Once our food had been consumed we donned our wellies and set off along the lakeside path. There were lots of twittering blue tits, great tits, long tailed tits and siskins were out in force too. A very high pitched call alerted us to the presence of our smallest bird - the goldcrest. I got great views and tried to show my auntie and mum where it was. I managed the photo below - not the sharpest image but nonetheless a 'record shot'.
Our walk up to one of the hides was interrupted by another high pitched call - but this time it was not that of a goldcrest, but a treecreeper. A charming little bird. My auntie and cousins had fantastic views of this bird that they hadn't seen before and I managed a couple of photos too.
|Pretty well camouflaged don't you think?!|
Once the treecreeper had disappeared off to scale up a different tree, we went into the hide, which was empty and sat and identified some of the birds which were on the lake. There were great crested grebes, lapwings, coots and moorhens a plenty, cormorants, teal, mallards and a goosander.
|Some more birds illustrating wonderful camouflage|
|Goosander and Coot|
It was lovely to be outdoors and observing these lovely birds with our family, but the bird we were really looking for had eluded us so far. We had previously seen this bird zoom past in the blink of an eye, but the kind of sighting we were really after, was a nice perched still view! Not too much to ask?
Then, whilst walking towards the hide where the bird we were looking for is often seen, I spotted it! Then I doubted myself. I had lent my bins to my auntie and pretty much straight away she locked onto it. The King of our rivers and streams! A fabulous view of it perching! It was quite far away though - hence the noisy and not very sharp photos. But hey I'm not complaining!
As we arrived back at the visitor centre this lovely robin greeted us, singing its beautiful melody.
When we checked the visitors book for a list of the species seen so far that day, we noticed that the goosander had not yet been recorded, so I (very proudly and nerdily) asked if I could write it down! I had the photo to prove it, otherwise I don't think I would have been believed. A great few hours spent birdwatching with my family :)
Now, as I promised I'll disclose a bit more information about my new trainee position. I've been there 4 weeks now, which has flown by! As I wrote in my last post, much of my time is spent outdoors, walking the marshes. Part of the 'vole reversal' project on the North Kent Marshes is monitoring/controlling mink populations. American mink were brought over to this country to be farmed for their fur. When people started asking question about the welfare of the mink in these farms, the farmers let a lot of them go and animal rights activists played their part too. Little did they know what a huge problem this would be for 'ratty'. In Denmark and Sweden mink fur farms still exist and they likewise have problems with escapees and consequently large scale control programmes. We have a number of mink rafts which contain a clay pad which enables us to track whether there are any mink in the area. Most of the time it is actually water voles which are using the raft as a toilet! The photo below was taken early one morning whilst checking a raft.
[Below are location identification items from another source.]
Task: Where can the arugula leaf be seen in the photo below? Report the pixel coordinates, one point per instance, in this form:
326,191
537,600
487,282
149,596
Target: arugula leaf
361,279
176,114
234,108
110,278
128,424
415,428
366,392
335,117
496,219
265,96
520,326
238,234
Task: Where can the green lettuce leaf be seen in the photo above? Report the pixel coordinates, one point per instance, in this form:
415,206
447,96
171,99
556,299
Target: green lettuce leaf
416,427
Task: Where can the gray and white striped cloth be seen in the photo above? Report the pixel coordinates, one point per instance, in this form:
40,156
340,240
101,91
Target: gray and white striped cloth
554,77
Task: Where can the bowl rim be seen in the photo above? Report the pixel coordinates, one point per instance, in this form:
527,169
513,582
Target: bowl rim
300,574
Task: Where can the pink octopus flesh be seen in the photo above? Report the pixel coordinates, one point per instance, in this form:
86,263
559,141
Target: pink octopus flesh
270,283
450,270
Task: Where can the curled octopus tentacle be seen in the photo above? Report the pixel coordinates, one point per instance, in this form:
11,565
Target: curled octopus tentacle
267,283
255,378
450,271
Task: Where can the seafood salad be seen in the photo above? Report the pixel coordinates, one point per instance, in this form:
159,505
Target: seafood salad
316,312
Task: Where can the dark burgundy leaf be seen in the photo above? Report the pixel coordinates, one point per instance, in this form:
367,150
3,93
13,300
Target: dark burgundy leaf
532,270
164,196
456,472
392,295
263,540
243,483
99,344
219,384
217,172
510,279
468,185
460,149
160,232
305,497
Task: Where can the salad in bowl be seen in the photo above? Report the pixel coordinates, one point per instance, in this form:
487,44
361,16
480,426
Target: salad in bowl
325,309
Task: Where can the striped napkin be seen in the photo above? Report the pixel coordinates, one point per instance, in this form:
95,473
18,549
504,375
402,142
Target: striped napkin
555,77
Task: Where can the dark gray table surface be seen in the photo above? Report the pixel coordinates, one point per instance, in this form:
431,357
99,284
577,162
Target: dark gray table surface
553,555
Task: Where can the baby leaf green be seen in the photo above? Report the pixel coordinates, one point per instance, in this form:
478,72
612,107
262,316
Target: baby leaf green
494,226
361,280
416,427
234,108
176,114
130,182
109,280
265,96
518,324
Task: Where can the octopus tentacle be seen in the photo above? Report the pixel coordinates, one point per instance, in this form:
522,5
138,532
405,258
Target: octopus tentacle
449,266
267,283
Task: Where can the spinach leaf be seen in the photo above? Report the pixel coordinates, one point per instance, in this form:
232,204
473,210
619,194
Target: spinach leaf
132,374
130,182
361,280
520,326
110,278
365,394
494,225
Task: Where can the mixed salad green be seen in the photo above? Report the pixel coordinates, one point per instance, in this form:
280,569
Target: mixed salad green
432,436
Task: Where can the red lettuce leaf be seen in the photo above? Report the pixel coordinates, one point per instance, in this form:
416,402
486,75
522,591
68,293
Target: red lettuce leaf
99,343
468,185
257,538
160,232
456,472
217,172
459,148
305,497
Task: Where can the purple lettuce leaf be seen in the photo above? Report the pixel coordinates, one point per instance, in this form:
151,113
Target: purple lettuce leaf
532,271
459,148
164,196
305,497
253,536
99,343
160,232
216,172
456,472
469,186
A key part of the project is contacting and maintaining contact with local farmers and landowners. They are given advice on how they can manage their ditches to benefit wildlife and our main focus - the gorgeous water vole.
As part of my trainee position I have a bursary which allows me to attend study days and short courses. They all have to be linked in some way to water due to the nature of the project I am working on, which is no problem for me! I have been booking courses on freshwater invertebrates, algae, amphibian ecology and grass and rush ecology. All of which I am extremely excited to attend!
On Monday I went on the first of my study days which was on water birds. It was quite informative, I learnt some tips about how to identify the differences between gulls and some other general facts. The course was held at Mote Park in Maidstone so it focused on ducks, swans, grebes, geese and gulls. We did also see little egrets and a kingfisher.
Last Tuesday when we had a meeting with a member of a local conservation group, it was bright and sunny and I saw a small tortoiseshell fluttering about in the hedgerow! It found a sunspot and settled to sunbathe.
|Small tortoiseshell (from my phone)|
Below are water vole footprints on a muddy bank also seen on Tuesday. The mild weather that we have been receiving means that they still venture out to feed, rather than staying in their burrows in a sleepy state.
|Water vole footprints|
There are always lots of bird prints, lots of them starlings, and the obvious heron prints which are huuuuge! Not sure who these belong to.. any ideas?!
We have also been hearing lots of birdsong. The skylarks seem to have been fooled into thinking it is spring. We encounter a fair few ascending and singing their hearts out. To have January as my earliest record of skylark song only really indicates what the future may bring in terms of possible shifting seasons. Other birds we see include large numbers of curlew, lapwing and a few snipe. Marsh harriers, buzzards and kestrels are often seen too.
That's it for now folks, I hope you've enjoyed reading about my recent jaunts and a bit more about my traineeship! I really appreciate all your kind comments, it makes blogging so much more rewarding when you hear from like minded people! I am going to set aside some time in the evenings this week to catch up with you all!
Peace and Love to you all and I am sending dry thoughts to those of you affected by this ongoing wet weather!